Son visage s'illumine.

- Tu es vachement jolie comme ça ! Enfin, tu es jolie tout court... Ce que je veux dire, c'est que ça te va bien ! 

Après une seconde à me regarder un peu mieux, elle me demande :

- Est-ce que ça va ?

Je pousse un soupir de soulagement, l'attrape par le bras et l'entraîne dans ma chambre.  

- Esther je suis tellement contente de te voir tu ne peux pas savoir !

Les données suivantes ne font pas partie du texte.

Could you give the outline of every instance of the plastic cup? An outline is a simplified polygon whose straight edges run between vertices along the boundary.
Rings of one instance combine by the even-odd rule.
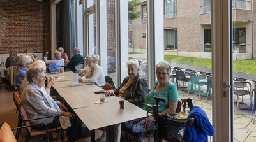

Elle ouvre de grands yeux étonnés mais sourit tout de même, se laissant emportée. 

- Moi aussi ça me fait plaisir de te voir ! Je peux t'être utile ?

- Oui ! Fais toi passer pour moi et vas au rendez vous à ma place !

Elle ouvre de grands yeux éberlués avant d'éclater d'un petit rire. 

- Je ne crois pas que ça soit possible, désolée... Le prince te fait si peur que ça ?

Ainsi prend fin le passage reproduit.